The only difference in the officers' uniforms were the addition of shoulder straps, a narrow sky blue welt down the trowsers, and what appears to be a solid blue forage cap in place of the red and blue enlisted man's cap. Captain Frederic Ullman wore a brass letter device of RZC on the crown of his cap. His uniform was in direct violation of an 8 May 1863 order from the state Adjutant General, requiring militia officers to wear U.S. regulation uniforms, "substituting the State button for the regulation button, and the letters 'W.M' upon the ornament of their hat or cap". Zouave Cadet officers completed their kit with regulation officers' sword belts and U.S. Model 1850 foot officer swords. Cadet officers omitted the crimson sash.
The company was first armed with .69 caliber U.S. Model 1816 Type II muskets, also known as the M1822, which had been converted to percussion by the cone-in-barrel method. In early July 1863, the zouaves received new arms in the form of "Austrian Rifled Muskets, Cal. .58 and bayonets," which in all likelihood were rebored .54 cal. M1854 Lorenz rifled muskets. At an unspecified date, the company also received current regulation .58 cal. black leather cartridge boxes with (SG: white buff leather)straps, (SG: white buff leather)waistbelts, cap boxes, and all appropriate plates. The third soldier from the left (SG: See above) exhibits these new issuances. Non-commissioned officers were eventually outfitted with regulation M1840 NCO swords, waistbelts, and NCO beltplates.
In September 1863, the Racine Zouave Cadets were assigned to the 1st Regiment, Wisonsin State Militia. At that time, they were 84 men strong, and one of the most fully-uniformed companies in the state.

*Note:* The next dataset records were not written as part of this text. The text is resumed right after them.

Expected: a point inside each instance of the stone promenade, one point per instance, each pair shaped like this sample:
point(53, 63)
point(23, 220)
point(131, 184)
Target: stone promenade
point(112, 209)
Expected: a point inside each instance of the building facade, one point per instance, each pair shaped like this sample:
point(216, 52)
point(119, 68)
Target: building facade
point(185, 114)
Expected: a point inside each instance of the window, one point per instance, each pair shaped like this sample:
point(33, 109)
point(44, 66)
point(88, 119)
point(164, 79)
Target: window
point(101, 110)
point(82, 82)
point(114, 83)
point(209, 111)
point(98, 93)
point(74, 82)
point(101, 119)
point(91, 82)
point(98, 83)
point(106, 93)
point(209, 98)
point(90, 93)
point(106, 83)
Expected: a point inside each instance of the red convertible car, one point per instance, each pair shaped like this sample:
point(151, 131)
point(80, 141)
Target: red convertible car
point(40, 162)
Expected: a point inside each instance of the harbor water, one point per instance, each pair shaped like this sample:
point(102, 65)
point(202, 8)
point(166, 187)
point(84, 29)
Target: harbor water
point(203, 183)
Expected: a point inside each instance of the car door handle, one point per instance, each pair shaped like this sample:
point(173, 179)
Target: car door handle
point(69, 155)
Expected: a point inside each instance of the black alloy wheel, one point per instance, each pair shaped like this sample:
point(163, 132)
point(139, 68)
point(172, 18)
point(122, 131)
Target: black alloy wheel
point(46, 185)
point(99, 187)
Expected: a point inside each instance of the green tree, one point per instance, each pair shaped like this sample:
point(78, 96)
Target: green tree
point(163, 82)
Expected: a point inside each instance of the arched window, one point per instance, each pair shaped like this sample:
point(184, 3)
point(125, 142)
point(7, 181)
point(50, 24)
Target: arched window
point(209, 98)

However, recruiting for the newly forming Company C, 1st Wisconsin Heavy Artillery took many of the zouaves eager for active militiary service. By the end of 1863, the Wisconsin Militia was floundering due to ongoing volunteer enlistments, the Federal Draft, and a poorly written 1863 state Militia Act which failed to compensate the men for their time or uniform expense. Due to dwindling membership, the Racine Zouave Cadets finally turned in their arms and equipment in June 1864, and faded into history.
The above article is Racine Zouave Cadets, Wisconsin State Militia, 1863-1864 by Dennis Yeider and Richard K. Tibbals, of the Company of Military Historians.